Clinical trials are the foundation of our research. These important studies test the effectiveness of new medical approaches and treatments.
Each study answers specific questions and tries to find better ways to prevent, screen for, diagnose and treat disease.
As a study participant, you will directly help us understand a specific disease better, which may lead to important advances in science, medicine and technology
Please note that this is not an all-inclusive list. If you have any questions or would like to receive additional information about current and upcoming clinical trials, please contact UC Health Clinical Trials Office at (513) 475-8031 or firstname.lastname@example.org
Frequently Asked Questions
What are clinical trials, and why are they important?
Clinical trials are research studies that test the effectiveness of new medical approaches and treatments. Each study answers specific questions and tries to find better ways to prevent, screen for, diagnose and treat disease.

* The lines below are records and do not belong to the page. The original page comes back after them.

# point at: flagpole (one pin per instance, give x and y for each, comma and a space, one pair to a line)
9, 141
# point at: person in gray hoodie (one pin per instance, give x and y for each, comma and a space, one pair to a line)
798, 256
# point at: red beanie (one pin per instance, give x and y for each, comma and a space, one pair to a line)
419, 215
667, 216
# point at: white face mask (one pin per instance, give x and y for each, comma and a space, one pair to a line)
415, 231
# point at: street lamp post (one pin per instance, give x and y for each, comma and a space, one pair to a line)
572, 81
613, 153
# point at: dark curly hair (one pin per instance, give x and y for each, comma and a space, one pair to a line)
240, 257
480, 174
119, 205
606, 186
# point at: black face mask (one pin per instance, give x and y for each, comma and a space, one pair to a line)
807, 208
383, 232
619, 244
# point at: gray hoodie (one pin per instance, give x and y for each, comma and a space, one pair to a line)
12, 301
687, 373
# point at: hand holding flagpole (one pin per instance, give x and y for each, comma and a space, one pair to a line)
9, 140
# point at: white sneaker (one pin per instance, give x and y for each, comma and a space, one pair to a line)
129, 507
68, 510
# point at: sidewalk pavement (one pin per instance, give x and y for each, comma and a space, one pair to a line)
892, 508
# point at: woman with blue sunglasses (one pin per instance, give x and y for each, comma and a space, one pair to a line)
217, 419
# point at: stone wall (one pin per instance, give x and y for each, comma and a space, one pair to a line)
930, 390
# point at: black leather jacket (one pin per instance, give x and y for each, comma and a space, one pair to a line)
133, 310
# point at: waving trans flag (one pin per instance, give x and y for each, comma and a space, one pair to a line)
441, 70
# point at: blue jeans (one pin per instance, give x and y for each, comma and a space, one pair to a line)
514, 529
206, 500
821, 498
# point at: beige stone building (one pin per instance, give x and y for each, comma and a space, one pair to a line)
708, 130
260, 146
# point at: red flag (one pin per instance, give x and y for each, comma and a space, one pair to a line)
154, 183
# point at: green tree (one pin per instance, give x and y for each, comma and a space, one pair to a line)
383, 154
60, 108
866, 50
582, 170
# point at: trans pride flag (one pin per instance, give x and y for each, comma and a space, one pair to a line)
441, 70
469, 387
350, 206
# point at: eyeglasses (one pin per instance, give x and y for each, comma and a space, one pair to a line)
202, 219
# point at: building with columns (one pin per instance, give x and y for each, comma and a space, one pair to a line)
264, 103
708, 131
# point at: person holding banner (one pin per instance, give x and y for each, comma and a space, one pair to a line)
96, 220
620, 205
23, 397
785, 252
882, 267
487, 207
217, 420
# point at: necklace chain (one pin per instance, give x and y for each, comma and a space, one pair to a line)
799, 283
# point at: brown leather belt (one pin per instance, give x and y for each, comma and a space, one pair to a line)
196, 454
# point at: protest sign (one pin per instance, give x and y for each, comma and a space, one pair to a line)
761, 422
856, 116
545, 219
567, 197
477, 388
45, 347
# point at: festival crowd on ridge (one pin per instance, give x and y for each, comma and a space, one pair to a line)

Will I have to make extra trips or visits?
All clinical trials monitor patients closely, which may require extra visits. For specific information, contact the clinical research coordinator.
Will I be treated here or can it be done locally?
Some clinical trials may offer additional locations closer to your home. Ask your nurse or doctor if there are other locations for the trial. For specific information, contact the clinical research coordinator.
Will I be paid for mileage and hotel costs?
Some clinical trials reimburse travel costs. For more information, contact the clinical research coordinator.
How many people have been in this study?
Because every clinical trial is different, only the clinical research coordinator or doctor for your study can answer this question.
What are the side effects of the treatment?
During your first visit, your doctor will discuss the treatment details and possible side effects.
Is this trial going to help me?
We don’t know if you will benefit from participating in a clinical trial. However, we hope that in the future, other people might benefit from the knowledge gained in this study.
Have there been other trials done using this drug?
Your doctor or clinical research coordinator can provide more information specific to the study of interest.